Over the past few centuries, humankind has made great strides in science to help us better understand the universe around us. Our idea of the world went from flat to round about 500 years ago. More recently, the universe went from the size of merely the solar system to what today we believe is 82 billion lightyears across if you take into account cosmic inflation after 13.7 billion years. Even now, we are expanding our minds eye of the universe by stumbling upon theories that could actually bring us to the realization that we are quite literally part of a multiverse. Just one universe floating in the midst of countless others. Yet, we as humans have such a struggle to grasp one of the most prevalent elements of the universe; time. It’s something that surrounds us, guides us, controls us. We know enough about time to function with it but we have no real understanding of the deep inter-workings of time. We can’t harness it and control it, yet we are all moving through it at the speed of light minus the amount of energy diverted to our movement through space. Time is the same for all of us, yet every single form of matter, large and small, perceives it differently. What moves faster through space, moves slower in time and vice versa. If all of our energy that is flowing through time were to theoretically be diverted to movement through space, our movement through time would be halted and we in a sense would become eternal.

So what does the size of an object have to do with ones perception of time? Something with less mass experiences time ‘slower’ than one who owns a greater amount of mass in the same space. Imagine a human swatting a fly for a moment. To the human, this action takes place rather quickly.  So quickly in fact he seems to be unable to fathom how the fly was able to react so quickly and remove itself from harms way. Yet from the fly’s perspective, it took your arm a considerable amount of time to reach him, as if the speed of your arm matched the velocity of a drifting feather.
Between two relatively similar sized creatures (relative to the size of the universe of course), this variation in perceptions of time is quite remarkable.

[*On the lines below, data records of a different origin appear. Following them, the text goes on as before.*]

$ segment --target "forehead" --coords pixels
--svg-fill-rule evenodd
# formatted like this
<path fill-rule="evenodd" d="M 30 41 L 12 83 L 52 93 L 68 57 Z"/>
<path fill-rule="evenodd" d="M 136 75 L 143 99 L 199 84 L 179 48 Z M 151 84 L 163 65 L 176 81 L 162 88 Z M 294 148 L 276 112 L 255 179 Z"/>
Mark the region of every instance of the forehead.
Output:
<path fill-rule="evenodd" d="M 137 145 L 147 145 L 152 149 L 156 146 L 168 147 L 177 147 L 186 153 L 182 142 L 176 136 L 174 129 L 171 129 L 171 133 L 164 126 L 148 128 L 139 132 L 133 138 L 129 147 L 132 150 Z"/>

What if we delve into the quantum universe, the movement of plank sized particles is absolutely inconceivable. Though we currently do not possess instruments powerful enough to analyze objects to that scale, we can discern from theory and slightly larger objects the phenomenal movement of these particles. From our perspective, these particles move at a rate completely incompatible with the laws of the universe that function so well on an astronomical scale (The general theory of relativity for example). These laws simply break down and fall apart when applied to quantum mechanics and vice versa.

Ultimately, I believe that once we attain a better understanding of the flow of time relative to an objects mass, we will finally be able make it over this cosmological speed bump and develop a stronger (and most importantly; proven) unified theory. Until then, we will remain stricken by barriers of ineptitude before our race can truly become ‘Masters of the Universe’.